Luxury retailers risk missing out on a large slice of their potential customer potential through failing to properly understand the digital behaviour and cues of their consumer base. Blunt segmentation of affluent and high net worth audiences based on wealth or location has never been good enough and yet it still pervades the majority of digital targeting.
Examining our own data, we know that mindset and values can be a much more interesting focus for niche audience understanding. This is what makes LCP Consulting’s research all the more intriguing – why aren’t retailers using the tools available to get to know their consumers more?
Failing to move with the times
Our experience with luxury brands is that they have been resistant to embracing the power of their own data due to a mistrust of the efficacy of digital advertising or poor understanding of how to effectively extract value from it.
But as media and marketing continue to evolve around digital technologies and as their target audiences spend more and more time in the digital world, luxury brands cannot keep missing out on the data-driven insights that can ultimately inspire action amongst increasingly complex consumer-bases.
Luxury digital audiences must not be forgotten
Data capture and analysis of purchase behaviour, shopping habits, and psychographics have a vital role in uncovering essential insights that will inform not only marketing strategies but important business decisions.

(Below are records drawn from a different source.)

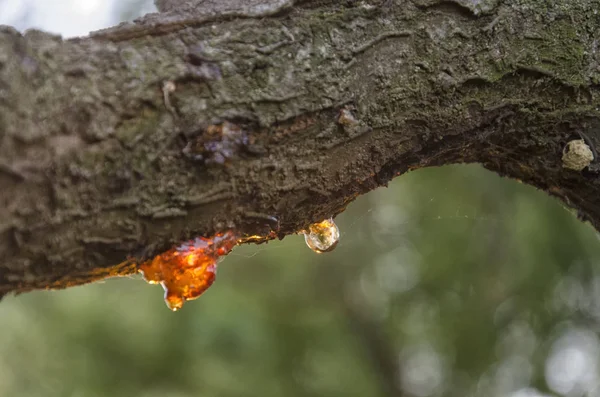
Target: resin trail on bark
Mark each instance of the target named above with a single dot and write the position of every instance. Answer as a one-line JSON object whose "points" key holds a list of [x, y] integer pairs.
{"points": [[263, 120]]}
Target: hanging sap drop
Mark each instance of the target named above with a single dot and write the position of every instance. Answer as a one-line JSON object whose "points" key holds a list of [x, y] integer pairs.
{"points": [[188, 270], [323, 236]]}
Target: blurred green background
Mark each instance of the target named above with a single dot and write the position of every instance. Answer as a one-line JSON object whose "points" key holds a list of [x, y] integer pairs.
{"points": [[451, 282]]}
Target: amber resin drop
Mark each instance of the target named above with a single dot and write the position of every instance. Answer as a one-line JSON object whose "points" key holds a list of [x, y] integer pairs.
{"points": [[186, 271], [323, 236]]}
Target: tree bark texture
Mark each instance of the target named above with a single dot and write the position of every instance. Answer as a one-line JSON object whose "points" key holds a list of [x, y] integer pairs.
{"points": [[275, 114]]}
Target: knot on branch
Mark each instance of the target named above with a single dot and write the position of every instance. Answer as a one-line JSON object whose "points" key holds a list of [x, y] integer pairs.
{"points": [[577, 155]]}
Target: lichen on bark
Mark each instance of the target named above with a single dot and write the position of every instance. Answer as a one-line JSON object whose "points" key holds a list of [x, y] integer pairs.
{"points": [[92, 162]]}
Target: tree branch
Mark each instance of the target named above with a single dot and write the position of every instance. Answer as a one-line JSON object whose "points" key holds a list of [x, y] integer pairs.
{"points": [[192, 121]]}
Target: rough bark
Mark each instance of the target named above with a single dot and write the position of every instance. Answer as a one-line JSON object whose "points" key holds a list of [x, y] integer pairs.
{"points": [[332, 98]]}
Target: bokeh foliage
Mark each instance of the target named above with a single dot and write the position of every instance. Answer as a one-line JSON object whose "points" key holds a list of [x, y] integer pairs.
{"points": [[452, 281]]}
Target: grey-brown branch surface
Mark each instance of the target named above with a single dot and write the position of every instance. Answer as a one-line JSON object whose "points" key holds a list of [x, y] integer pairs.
{"points": [[263, 116]]}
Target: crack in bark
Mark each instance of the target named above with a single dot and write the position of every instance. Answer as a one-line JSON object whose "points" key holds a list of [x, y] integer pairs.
{"points": [[92, 163]]}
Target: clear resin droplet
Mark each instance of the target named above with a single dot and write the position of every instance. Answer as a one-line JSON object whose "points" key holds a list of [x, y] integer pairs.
{"points": [[323, 236]]}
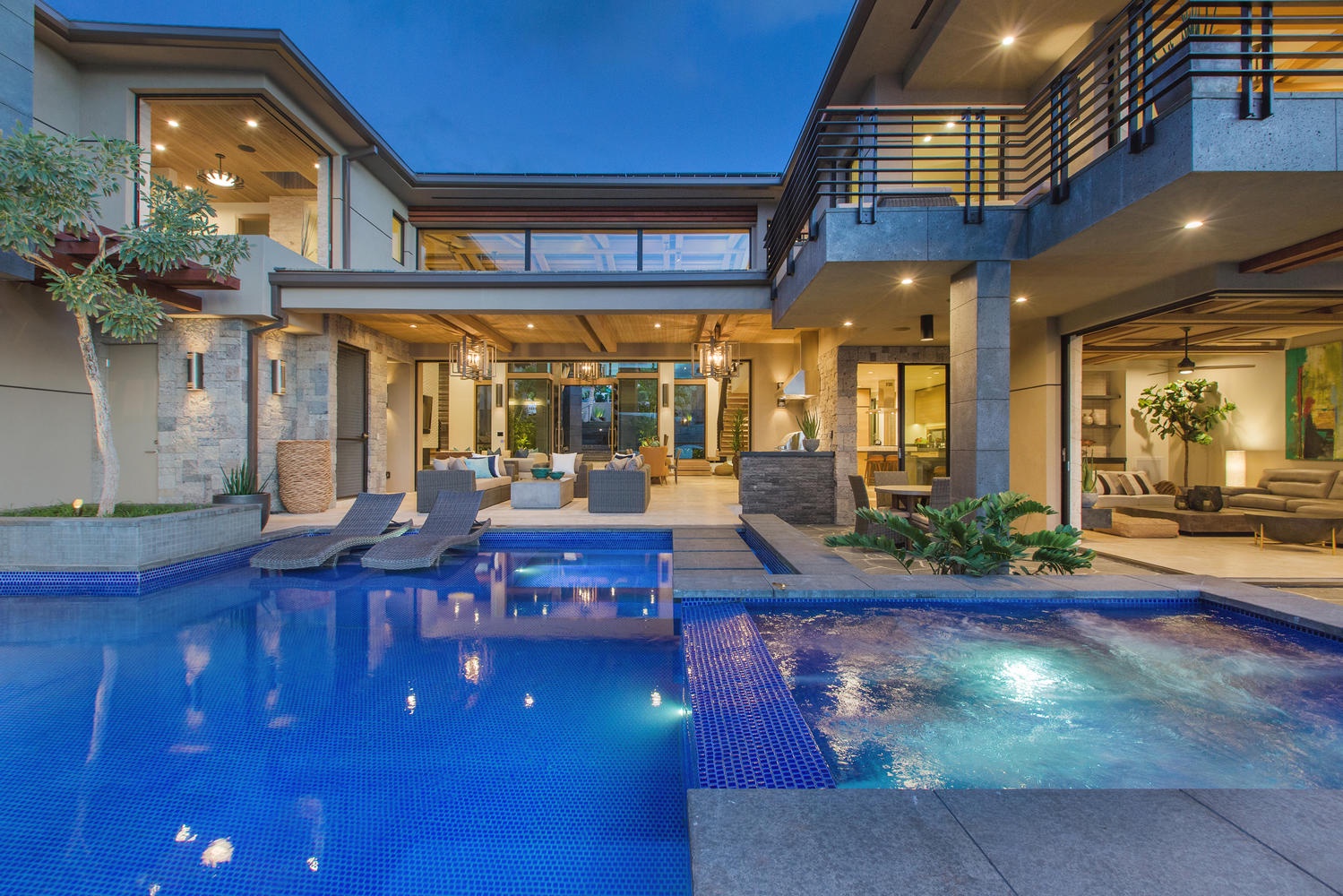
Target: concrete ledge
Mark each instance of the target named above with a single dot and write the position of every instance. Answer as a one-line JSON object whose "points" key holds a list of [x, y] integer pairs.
{"points": [[93, 544]]}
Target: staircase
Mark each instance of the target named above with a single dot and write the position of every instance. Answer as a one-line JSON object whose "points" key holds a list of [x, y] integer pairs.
{"points": [[736, 401]]}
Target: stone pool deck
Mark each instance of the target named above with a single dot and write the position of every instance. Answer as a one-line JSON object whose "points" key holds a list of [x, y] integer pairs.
{"points": [[1066, 842]]}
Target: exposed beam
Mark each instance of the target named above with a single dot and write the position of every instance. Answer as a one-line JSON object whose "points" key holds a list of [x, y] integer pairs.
{"points": [[1296, 255], [1251, 319], [602, 330], [476, 327]]}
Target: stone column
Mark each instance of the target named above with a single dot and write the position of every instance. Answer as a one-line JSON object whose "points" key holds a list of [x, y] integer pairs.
{"points": [[979, 379]]}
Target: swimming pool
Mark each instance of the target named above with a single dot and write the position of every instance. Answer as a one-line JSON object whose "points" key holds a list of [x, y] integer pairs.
{"points": [[509, 723], [925, 696]]}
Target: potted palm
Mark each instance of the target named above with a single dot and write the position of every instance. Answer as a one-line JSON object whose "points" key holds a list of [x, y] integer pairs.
{"points": [[810, 426], [241, 487]]}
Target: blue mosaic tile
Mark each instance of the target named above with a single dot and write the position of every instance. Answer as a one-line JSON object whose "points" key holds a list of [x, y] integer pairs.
{"points": [[748, 731], [772, 562], [123, 583]]}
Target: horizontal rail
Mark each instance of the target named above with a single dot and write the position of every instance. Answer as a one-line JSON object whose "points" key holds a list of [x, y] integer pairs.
{"points": [[1111, 94]]}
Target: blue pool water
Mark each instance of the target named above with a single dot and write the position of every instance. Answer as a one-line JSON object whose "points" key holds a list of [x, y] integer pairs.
{"points": [[1063, 697], [509, 723]]}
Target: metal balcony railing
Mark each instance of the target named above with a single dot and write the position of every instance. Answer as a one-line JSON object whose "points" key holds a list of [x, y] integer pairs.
{"points": [[1112, 93]]}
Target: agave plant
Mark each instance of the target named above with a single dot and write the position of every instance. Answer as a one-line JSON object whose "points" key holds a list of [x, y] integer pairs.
{"points": [[976, 536]]}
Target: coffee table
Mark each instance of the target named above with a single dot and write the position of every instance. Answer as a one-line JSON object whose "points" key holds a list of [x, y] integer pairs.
{"points": [[541, 495], [1295, 528]]}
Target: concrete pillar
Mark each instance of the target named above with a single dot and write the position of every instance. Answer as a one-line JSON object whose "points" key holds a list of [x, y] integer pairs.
{"points": [[979, 379]]}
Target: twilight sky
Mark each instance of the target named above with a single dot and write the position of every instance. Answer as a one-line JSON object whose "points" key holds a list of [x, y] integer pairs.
{"points": [[544, 86]]}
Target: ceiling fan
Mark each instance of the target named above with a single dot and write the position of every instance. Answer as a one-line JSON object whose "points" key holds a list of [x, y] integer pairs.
{"points": [[1186, 365]]}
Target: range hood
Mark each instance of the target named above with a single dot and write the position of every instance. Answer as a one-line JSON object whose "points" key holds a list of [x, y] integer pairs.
{"points": [[796, 389]]}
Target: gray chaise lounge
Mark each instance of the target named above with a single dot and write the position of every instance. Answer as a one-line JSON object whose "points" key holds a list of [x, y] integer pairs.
{"points": [[364, 524]]}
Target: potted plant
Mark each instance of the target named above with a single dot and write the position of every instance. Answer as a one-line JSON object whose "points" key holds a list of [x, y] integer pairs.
{"points": [[1088, 482], [739, 438], [1189, 410], [810, 426], [241, 487]]}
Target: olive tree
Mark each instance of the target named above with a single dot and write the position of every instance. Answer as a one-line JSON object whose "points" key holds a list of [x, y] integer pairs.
{"points": [[56, 185], [1187, 410]]}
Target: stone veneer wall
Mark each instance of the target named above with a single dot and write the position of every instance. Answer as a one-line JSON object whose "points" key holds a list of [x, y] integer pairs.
{"points": [[837, 405], [201, 432]]}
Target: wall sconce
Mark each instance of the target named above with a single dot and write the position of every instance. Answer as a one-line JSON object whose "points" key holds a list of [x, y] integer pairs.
{"points": [[925, 328], [195, 371]]}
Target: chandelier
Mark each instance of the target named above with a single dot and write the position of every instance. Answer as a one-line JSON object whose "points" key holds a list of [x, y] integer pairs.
{"points": [[587, 371], [713, 359], [471, 359], [220, 177]]}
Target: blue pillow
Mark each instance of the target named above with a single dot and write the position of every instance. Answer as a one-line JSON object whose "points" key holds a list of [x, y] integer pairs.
{"points": [[479, 466]]}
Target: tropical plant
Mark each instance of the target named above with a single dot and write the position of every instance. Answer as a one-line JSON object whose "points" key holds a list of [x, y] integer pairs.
{"points": [[242, 479], [54, 185], [1187, 410], [976, 536], [809, 424]]}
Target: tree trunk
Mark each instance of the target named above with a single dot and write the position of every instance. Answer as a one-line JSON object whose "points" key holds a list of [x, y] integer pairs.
{"points": [[101, 418]]}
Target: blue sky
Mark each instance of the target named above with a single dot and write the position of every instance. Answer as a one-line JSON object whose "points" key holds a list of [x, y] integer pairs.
{"points": [[589, 86]]}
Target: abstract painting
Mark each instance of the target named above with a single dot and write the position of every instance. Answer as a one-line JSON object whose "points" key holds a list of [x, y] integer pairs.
{"points": [[1313, 390]]}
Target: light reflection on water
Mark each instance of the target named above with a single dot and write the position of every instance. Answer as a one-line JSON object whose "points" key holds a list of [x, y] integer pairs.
{"points": [[936, 697]]}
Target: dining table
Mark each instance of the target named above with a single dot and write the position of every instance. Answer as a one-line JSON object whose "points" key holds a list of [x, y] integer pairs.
{"points": [[907, 495]]}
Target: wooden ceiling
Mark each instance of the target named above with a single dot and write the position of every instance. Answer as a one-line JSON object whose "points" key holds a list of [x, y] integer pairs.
{"points": [[1221, 324], [595, 333], [280, 163]]}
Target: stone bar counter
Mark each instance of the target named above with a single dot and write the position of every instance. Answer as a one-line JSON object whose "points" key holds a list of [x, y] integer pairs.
{"points": [[796, 487]]}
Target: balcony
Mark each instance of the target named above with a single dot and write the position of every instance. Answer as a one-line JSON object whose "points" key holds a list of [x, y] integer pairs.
{"points": [[955, 182]]}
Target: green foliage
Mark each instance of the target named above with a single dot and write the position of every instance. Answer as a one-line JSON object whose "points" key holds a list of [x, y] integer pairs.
{"points": [[809, 424], [976, 536], [91, 509], [1187, 410], [739, 430], [242, 479]]}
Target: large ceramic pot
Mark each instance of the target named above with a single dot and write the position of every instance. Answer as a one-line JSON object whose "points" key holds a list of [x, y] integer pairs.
{"points": [[263, 500]]}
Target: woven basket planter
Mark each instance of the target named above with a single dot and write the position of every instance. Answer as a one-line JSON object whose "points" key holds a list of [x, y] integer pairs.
{"points": [[306, 476]]}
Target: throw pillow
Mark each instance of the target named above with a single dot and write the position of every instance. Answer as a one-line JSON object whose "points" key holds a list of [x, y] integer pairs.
{"points": [[479, 466]]}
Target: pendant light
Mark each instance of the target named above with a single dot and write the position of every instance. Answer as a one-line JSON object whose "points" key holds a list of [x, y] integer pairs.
{"points": [[1186, 366]]}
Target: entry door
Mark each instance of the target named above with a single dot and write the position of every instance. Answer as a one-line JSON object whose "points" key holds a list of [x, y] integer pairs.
{"points": [[133, 394], [350, 421]]}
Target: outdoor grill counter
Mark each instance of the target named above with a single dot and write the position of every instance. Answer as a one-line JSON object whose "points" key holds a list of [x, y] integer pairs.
{"points": [[796, 487]]}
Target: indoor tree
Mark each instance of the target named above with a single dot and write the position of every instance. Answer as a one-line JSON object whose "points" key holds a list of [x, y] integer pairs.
{"points": [[1187, 410], [56, 185]]}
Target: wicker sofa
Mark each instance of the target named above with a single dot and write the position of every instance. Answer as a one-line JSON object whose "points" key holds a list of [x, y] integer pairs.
{"points": [[619, 490], [430, 482], [1289, 489]]}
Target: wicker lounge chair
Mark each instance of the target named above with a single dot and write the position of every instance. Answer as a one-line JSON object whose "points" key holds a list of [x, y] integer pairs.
{"points": [[450, 524], [364, 524]]}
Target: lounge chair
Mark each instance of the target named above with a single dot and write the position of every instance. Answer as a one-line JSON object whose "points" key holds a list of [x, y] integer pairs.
{"points": [[450, 524], [366, 522]]}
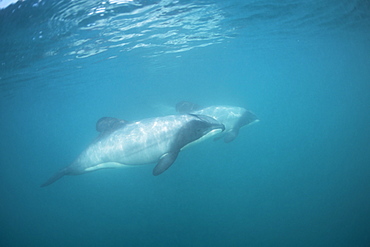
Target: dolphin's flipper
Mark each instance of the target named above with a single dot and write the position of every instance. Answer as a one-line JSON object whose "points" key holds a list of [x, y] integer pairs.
{"points": [[165, 162], [109, 124], [231, 135], [55, 177], [187, 107], [247, 118]]}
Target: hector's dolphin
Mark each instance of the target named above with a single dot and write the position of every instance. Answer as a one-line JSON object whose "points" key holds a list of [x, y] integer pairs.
{"points": [[232, 117], [148, 141]]}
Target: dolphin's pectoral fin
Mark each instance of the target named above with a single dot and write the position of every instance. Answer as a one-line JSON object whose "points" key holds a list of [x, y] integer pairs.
{"points": [[109, 124], [231, 135], [165, 162], [55, 177]]}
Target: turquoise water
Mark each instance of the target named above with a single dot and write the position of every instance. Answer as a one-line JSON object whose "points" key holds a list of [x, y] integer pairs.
{"points": [[299, 177]]}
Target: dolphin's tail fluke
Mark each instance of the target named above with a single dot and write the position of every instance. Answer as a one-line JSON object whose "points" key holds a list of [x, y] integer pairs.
{"points": [[55, 177]]}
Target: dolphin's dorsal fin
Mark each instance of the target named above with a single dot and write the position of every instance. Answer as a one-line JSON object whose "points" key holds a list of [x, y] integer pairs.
{"points": [[109, 123]]}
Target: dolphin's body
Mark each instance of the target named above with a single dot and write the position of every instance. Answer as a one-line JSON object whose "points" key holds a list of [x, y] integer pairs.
{"points": [[232, 117], [143, 142]]}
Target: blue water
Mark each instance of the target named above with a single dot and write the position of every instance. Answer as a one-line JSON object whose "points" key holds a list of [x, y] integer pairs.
{"points": [[299, 177]]}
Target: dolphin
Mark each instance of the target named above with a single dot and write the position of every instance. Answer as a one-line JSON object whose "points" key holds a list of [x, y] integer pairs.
{"points": [[121, 143], [232, 117]]}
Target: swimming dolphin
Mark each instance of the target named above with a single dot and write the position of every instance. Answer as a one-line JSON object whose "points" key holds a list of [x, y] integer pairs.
{"points": [[232, 117], [147, 141]]}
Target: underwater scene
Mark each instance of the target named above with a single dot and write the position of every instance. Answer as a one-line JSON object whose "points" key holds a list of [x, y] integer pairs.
{"points": [[184, 123]]}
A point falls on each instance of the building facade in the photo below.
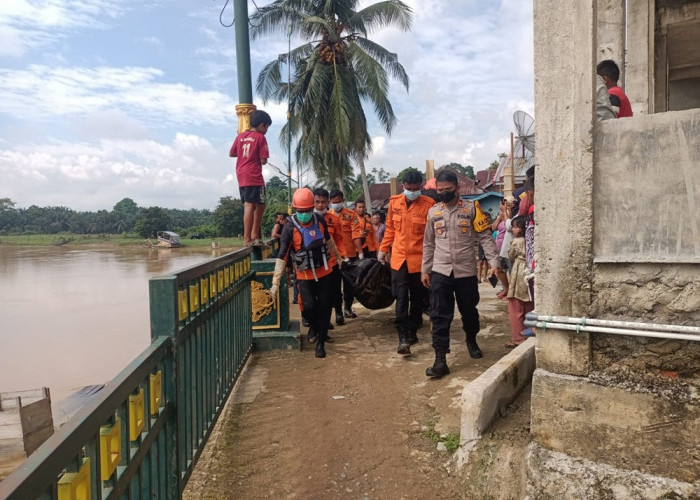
(617, 416)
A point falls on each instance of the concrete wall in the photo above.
(609, 245)
(647, 179)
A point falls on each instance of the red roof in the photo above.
(483, 177)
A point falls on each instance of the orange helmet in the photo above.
(303, 198)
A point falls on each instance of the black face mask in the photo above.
(446, 196)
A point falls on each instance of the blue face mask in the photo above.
(304, 217)
(411, 195)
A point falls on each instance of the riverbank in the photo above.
(106, 240)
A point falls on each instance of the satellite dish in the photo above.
(525, 126)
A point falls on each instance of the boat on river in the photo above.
(168, 239)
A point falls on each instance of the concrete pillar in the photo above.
(565, 59)
(611, 33)
(640, 55)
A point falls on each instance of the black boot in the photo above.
(311, 336)
(439, 368)
(404, 348)
(411, 337)
(473, 347)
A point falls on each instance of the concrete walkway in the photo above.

Take Kiki McDonough, a Sloane Square Jeweller. They were able to identify a high-value new target audience based on in-depth on-site data analysis: women more affluent and younger than their in-store counterparts, academically and professionally high-achieving, more culturally-engaged (e.g., art, fashion, drama), and purchasing via tablets.
One of the most salient insights across luxury brands is that luxury audiences are becoming happier and happier to make the final purchase through digital channels. Despite worries that high net worth individuals are harder to target online, and the continued importance of the in-store experience, we are increasingly seeing tangible results from highly targeted digital advertising campaigns.
Luxury audiences going mobile
According to statista UK smartphone penetration rate now stands at 81% for those up to 64 years of age.
It would, therefore, be ill-advised to assume affluent and high net worth consumers are not interacting, being inspired, researching, and purchasing outside the desktop or laptop environments.
This is still an untapped opportunity for luxury brands to connect with their audiences and any first-party data analysis must take this into account – mobile behaviour remains distinct from other digital interactions with advertising and brand websites and understanding where it fits into the purchase journey has to be carefully considered.
Making the most of your data
PwC’s Total Retail consumer survey tellingly recorded 59% of consumers wanting real-time personal offers or services designed especially for them. Tailor made experiences or opportunities have long been fundamental to consumers love of luxury brands – and long will it continue.
Without meeting a client or customer face to face, how do brands maintain this level of relevance and personalisation? The reality is that only through a broad range of tools, platforms and bespoke research can brands get closer to the conversations, needs and behaviours of customers and prospects that allow them to get anywhere close to the in-store experience.
To get it right and make the most of the data they have access to, brands need to ensure they’re looking at it in context alongside broader market insight, media consumption and trend analysis, as well as (ideally!) real conversations with real customers. This more holistic view can be fed into product evolution, creative development, and of course smarter, more effective marketing.